Constructed in the early 1930s, St Paul’s Church is a category one heritage listed building with foundations of locally quarried rubble stone.
Although the building suffered little damage during the earthquakes, St Paul’s Church was rendered unusable as a result of subsequent soil liquefaction and ground movement. Liquefaction occurs when the ground loses strength in response to applied stress, such as an earthquake, causing otherwise solid soil to temporarily behave as a viscous liquid.
This resulted in ground settlement of up to 300mm, causing the church’s heavy, unreinforced masonry to subside. The church tower also settled out of level and rotated away from the main building.
Higgs Construction contracted Mainmark to help remediate the ground underneath the fragile church structure and tower on behalf of the client, Church Property Trustees (CPT). CPT oversees church assets in New Zealand and manages the repair and rebuild program of 234 earthquake-damaged buildings.
Mainmark recommended JOG Computer-Controlled Grouting (JOG) as the most suitable solution to treat the liquefied ground conditions, stabilise the rubble foundation and relevel the building, without causing further damage to the brittle masonry façade.
The success of the overall restoration project was acknowledged by Selwyn District Council, with the St Paul’s project winning the Art, Culture & Heritage category at the Selwyn Awards 2018. The awards are presented every two years to honour outstanding work or inspirational achievements by individuals or organisations.
The overall objective was to carefully and accurately rotate the tower back to its correct orientation, and the tower and church building needed to be gradually lifted whilst the foundations were re-supported. First, Mainmark was required to treat the liquefied ground beneath the church to stabilise and strengthen the rubble foundation.

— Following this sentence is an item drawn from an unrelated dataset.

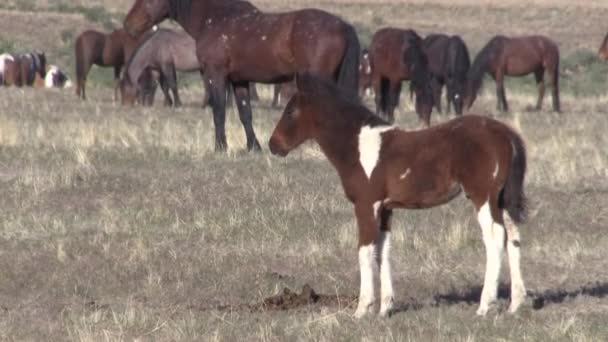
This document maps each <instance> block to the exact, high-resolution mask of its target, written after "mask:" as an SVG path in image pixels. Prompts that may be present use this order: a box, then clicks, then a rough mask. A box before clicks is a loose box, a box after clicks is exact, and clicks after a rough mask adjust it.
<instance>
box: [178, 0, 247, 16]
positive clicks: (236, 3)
mask: <svg viewBox="0 0 608 342" xmlns="http://www.w3.org/2000/svg"><path fill="white" fill-rule="evenodd" d="M192 1H193V0H169V19H172V20H175V21H177V20H178V19H179V18H185V17H188V16H190V15H192V14H193V13H192ZM200 1H205V6H206V9H207V10H210V9H212V10H211V11H210V12H212V13H205V15H208V16H220V17H223V16H229V15H236V14H239V13H243V12H247V11H257V10H258V9H257V8H256V7H255V6H253V4H251V3H250V2H248V1H243V0H200Z"/></svg>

As with any remediation on a heritage property, it was imperative that the trustees of St Paul’s Church felt confident that the solution would not add any additional stress to the original foundations or impact the structural integrity of the building.
Mainmark’s proprietary JOG was identified as a suitable solution because it is an extremely accurate method for raising sunken foundations and can be precisely controlled to provide very small amounts of lift at a time.
Sequenced injections of cementitious grout were applied at the lowest point of the foundation, allowing the church tower to be carefully and gradually rotated back into alignment with the main building. Once the church building and tower were re-aligned, uniform lifting of the building could commence.
JOG cementitious grout was delivered to targeted areas of the church footings through 60 small injection points that were 25-40mm in diameter. The injections were controlled using a central computer, allowing the structure to be raised evenly and gradually with pinpoint accuracy, avoiding undue impact on the heritage building.
A slower setting grout was injected into the rubble beneath the church in order to bind the loose foundation, first strengthening it and then enabling all parts of the building to be lifted in unison.
Using a total of 55.3m³ of grout, Mainmark successfully re-levelled the church building, achieving a maximum of 130mm lift. As the JOG process is non-invasive and required no excavation around the church, minimal stress was placed on the very fragile structure during the remediation process.
Higgs Construction Senior Project Manager Chris Yearsley said: “Mainmark undertook the JOG relevelling of the old stone church in Tai Tapu. We found them to be thoroughly professional in their communication, operation, and health and safety on site. We would recommend them to any contractor where their technology and experience is appropriate.”